Integrationsaufwand schreckt trotz Einsparpotenzialen bisher ab

Anwender zeigen Portalen die kalte Schulter

03.09.2004

Im Prinzip ist es der Wunsch der meisten Anwender: Eine einheitliche Arbeitsoberfläche für ihre Mitarbeiter zu haben, von der aus diese einen übersichtlichen Zugriff auf mehrere Informationsquellen haben und von wo aus sich sogar unterschiedliche Anwendungen bedienen lassen - genau das sollen Unternehmensportale leisten.
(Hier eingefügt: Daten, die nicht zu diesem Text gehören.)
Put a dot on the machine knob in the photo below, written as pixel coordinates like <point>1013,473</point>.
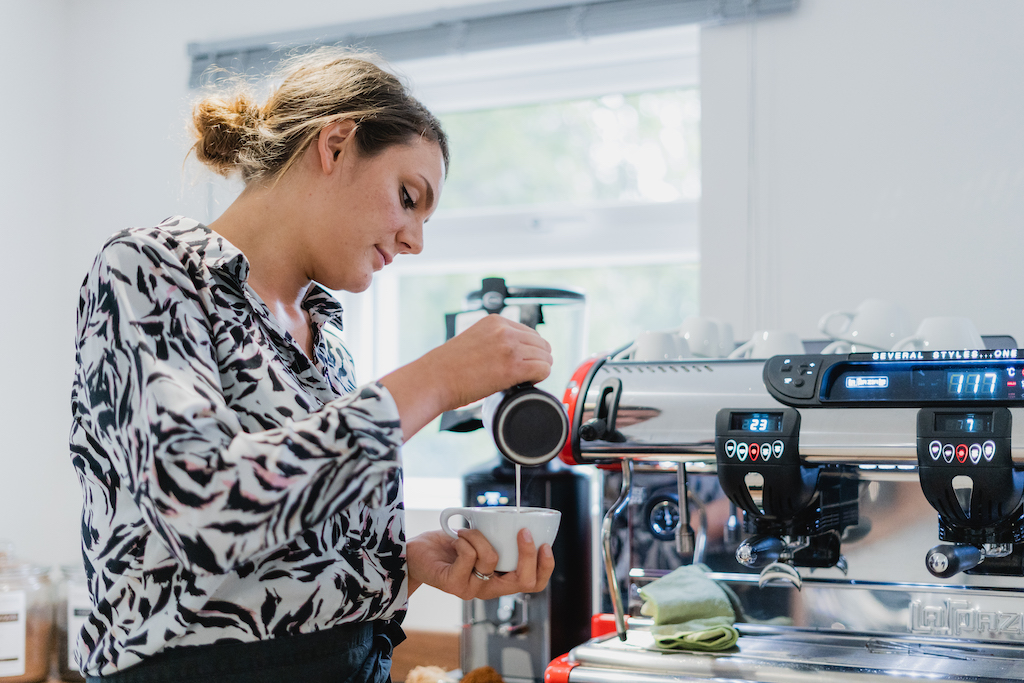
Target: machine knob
<point>760,551</point>
<point>945,561</point>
Trotzdem sieht die Wirklichkeit in deutschen Unternehmen anders aus. Wie die Analysten der Techconsult GmbH herausgefunden haben, nutzt bisher lediglich ein Fünftel der Anwender hierzulande diese Technik.
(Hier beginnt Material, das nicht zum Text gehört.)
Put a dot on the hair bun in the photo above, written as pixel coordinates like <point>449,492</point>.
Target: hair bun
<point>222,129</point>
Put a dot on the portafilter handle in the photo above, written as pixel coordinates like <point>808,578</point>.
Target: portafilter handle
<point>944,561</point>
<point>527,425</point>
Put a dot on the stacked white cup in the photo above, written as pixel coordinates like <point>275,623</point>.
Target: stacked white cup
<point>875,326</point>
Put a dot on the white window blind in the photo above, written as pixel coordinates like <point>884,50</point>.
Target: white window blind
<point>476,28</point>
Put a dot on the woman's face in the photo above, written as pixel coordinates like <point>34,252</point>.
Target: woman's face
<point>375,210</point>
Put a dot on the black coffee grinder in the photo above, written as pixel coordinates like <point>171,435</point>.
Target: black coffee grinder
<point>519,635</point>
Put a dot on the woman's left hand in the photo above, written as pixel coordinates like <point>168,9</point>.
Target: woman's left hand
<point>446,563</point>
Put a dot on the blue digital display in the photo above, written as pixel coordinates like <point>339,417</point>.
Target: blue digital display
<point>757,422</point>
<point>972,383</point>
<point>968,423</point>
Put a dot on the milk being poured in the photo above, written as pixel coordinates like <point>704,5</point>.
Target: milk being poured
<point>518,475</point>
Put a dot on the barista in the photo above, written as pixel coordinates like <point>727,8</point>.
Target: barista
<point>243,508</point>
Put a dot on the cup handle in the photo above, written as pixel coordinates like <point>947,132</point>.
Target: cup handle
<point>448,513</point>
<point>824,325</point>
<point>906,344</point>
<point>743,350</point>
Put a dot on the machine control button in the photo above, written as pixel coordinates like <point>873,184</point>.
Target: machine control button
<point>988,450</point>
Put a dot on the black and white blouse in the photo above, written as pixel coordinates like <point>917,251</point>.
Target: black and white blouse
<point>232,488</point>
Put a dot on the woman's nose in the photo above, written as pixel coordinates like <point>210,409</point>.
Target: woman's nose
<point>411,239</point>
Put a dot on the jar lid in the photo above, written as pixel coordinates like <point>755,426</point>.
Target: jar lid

Gut zwei Drittel (67 Prozent) der Firmen zeigen Portallösungen die kalte Schulter. Sie haben sie weder im Einsatz, noch planen sie ein derartiges Projekt für die nächsten 18 Monate, so eines der Ergebnisse der Studie "Portale in Deutschland 2004 und 2005". Insgesamt 628 mittlere und große Unternehmen wurden dafür zu Themen wie dem gegenwärtigen Einsatzgrad, ihren Planungen oder den Hemmnissen befragt, die einer Portal-Einführung im Weg stehen. Dabei zeigte sich, dass immerhin 33 Prozent bereits Erfahrungen mit Portalen gesammelt haben und knapp 18 Prozent "konkrete Planungen" hinsichtlich einer erstmaligen oder zusätzlichen Portal-Anschaffung anstellen. Grundsätzlich, so Techconsult, seien "Unternehmen in Deutschland gegenüber der Portaltechnologie positiv eingestellt."
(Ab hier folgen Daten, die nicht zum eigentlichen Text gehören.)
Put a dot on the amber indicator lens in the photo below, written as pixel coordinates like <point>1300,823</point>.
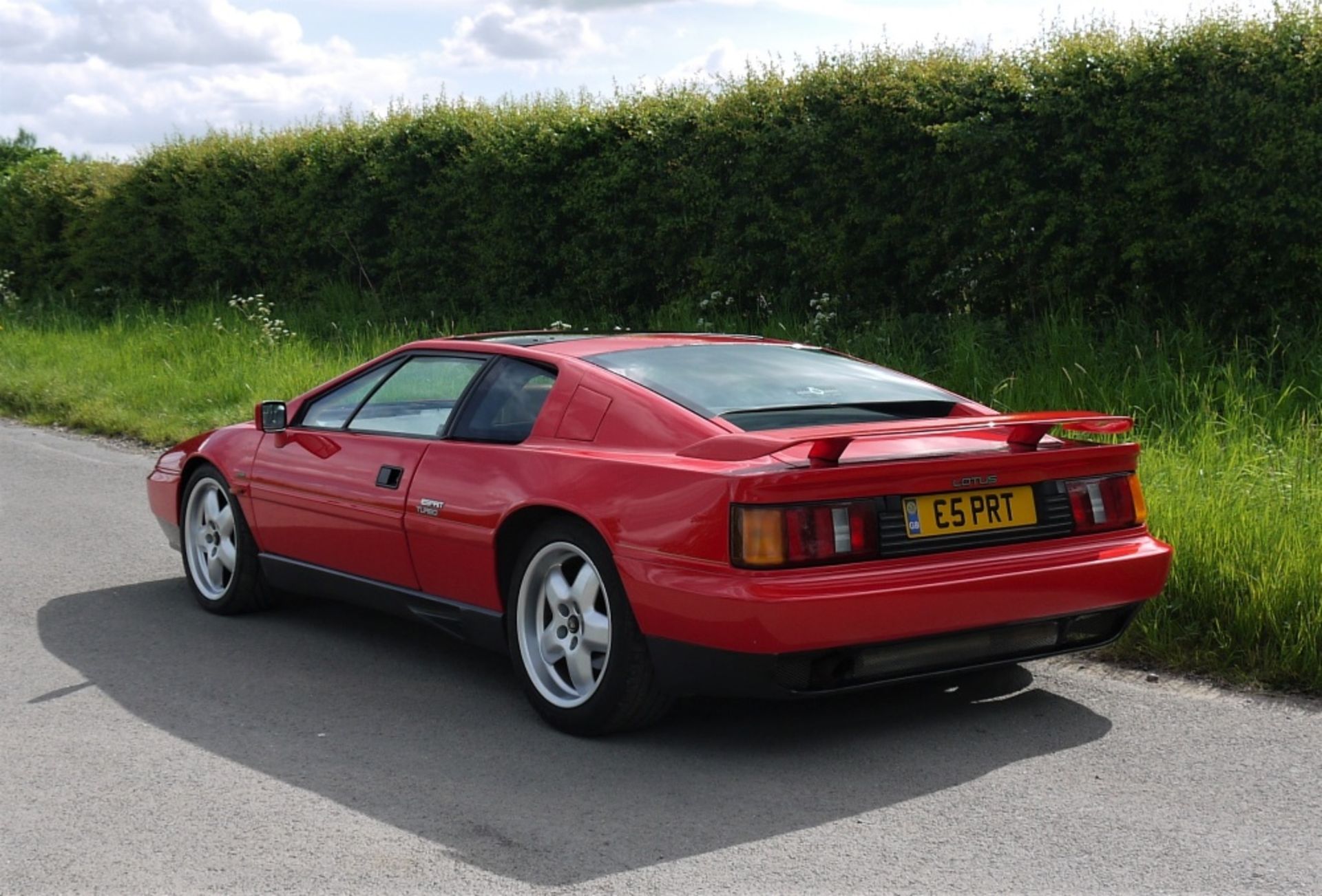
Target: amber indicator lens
<point>804,534</point>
Einem stärkeren Einsatz von Portalen stehen vor allem drei Faktoren im Weg: Gut die Hälfte der Unternehmen (52 Prozent) gab an, dass andere Projekte Vorrang haben, was auch damit zusammenhängt, dass viele anscheinend den unmittelbaren Nutzen eines Portals nicht erkennen können. Der vielerorts noch immer herrschende Budget- und Personalmangel stellt einen weiteren Grund dar, weshalb die Einführung entsprechender Lösungen nicht angegangen wird - 51 Prozent nannten diesen Grund. Es gibt aber auch technische Faktoren, die aus Sicht der Anwender gegen Portale sprechen: So schreckt 45 Prozent der Antwortenden die Komplexität der Integration von Portal und Back-end-Anwendungen ab.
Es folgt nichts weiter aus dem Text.